Nearly 10 years after a fight over the rights of casual workers led to union-busting and the dismissal of 19 union officers and members at the five star Pearl Continental Hotel in Karachi, Pakistan, the unfairly terminated workers have been reinstated and are finally being paid wages.
When the Pearl Continental Hotel Workers Union opposed the mass termination of casual workers in November 2001, management launched a series of vicious attacks on the union, including false charges against union leaders that led to their arrest. These charges – later dismissed by the High Court as fabricated - were used to terminate the union’s General Secretary, Ghulam Mehboob, Joint Secretary Basheer Hussain and 18 other union members and officers in January 2002.
The Pearl Continental Hotel Workers Union, a member of the IUF-affiliated Pakistan Hotel, Restaurant, Clubs, Tourism, Catering and Allied Workers (PHRCTCAWF), fought over the years with protest rallies, media conferences, protest letters, and a drawn-out legal battle, backed by continuous international solidarity actions. A new conflict over the dismissal of another four union officers and members in February 2010 led to a 26-day occupation of the hotel basement by 200 union members, ending with the reinstatement of the four workers.
Finally in February 2011 the Sindh Labour Court ordered the reinstatement of 19 union officers and members who unfairly dismissed in 2002. While the Pearl Continental Hotel management have appealed the court’s decision and refused to allow them into the hotel, they still must pay the reinstated workers. These are the first wages in a decade.

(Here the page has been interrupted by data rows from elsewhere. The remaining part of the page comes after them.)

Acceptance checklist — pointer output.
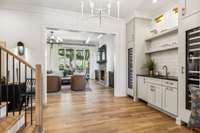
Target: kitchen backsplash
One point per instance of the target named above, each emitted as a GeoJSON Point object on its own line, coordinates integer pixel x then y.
{"type": "Point", "coordinates": [168, 58]}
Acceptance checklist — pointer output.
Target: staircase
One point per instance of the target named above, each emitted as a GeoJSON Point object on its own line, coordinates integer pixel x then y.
{"type": "Point", "coordinates": [20, 90]}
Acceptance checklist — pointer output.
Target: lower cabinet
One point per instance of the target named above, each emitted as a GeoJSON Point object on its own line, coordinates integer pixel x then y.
{"type": "Point", "coordinates": [170, 100]}
{"type": "Point", "coordinates": [141, 88]}
{"type": "Point", "coordinates": [162, 94]}
{"type": "Point", "coordinates": [155, 95]}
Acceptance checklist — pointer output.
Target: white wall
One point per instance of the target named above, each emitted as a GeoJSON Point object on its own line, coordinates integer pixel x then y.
{"type": "Point", "coordinates": [55, 58]}
{"type": "Point", "coordinates": [108, 40]}
{"type": "Point", "coordinates": [28, 24]}
{"type": "Point", "coordinates": [168, 58]}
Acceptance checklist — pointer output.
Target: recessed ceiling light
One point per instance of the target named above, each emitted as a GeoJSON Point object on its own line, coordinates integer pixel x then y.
{"type": "Point", "coordinates": [100, 36]}
{"type": "Point", "coordinates": [155, 1]}
{"type": "Point", "coordinates": [88, 40]}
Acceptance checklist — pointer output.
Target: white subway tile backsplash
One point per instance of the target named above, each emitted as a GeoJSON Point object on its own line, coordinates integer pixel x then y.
{"type": "Point", "coordinates": [168, 58]}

During that decade the union also maintained its original demands over the rights of precarious workers. The casual workers management tried to terminate en masse back in 2001 were made permanent over the years and joined the union.
At the 12th IUF Asia/Pacific Regional Conference in October, the General Secretary of the Pearl Continental Hotel Workers Union, Ghulam Mehboob, thanked IUF members throughout the world for their support over the past 10 years. IUF Asia/Pacific Regional Secretary, Ma Wei Pin, commended the union on what is one of the bravest and most determined struggles experienced in the region.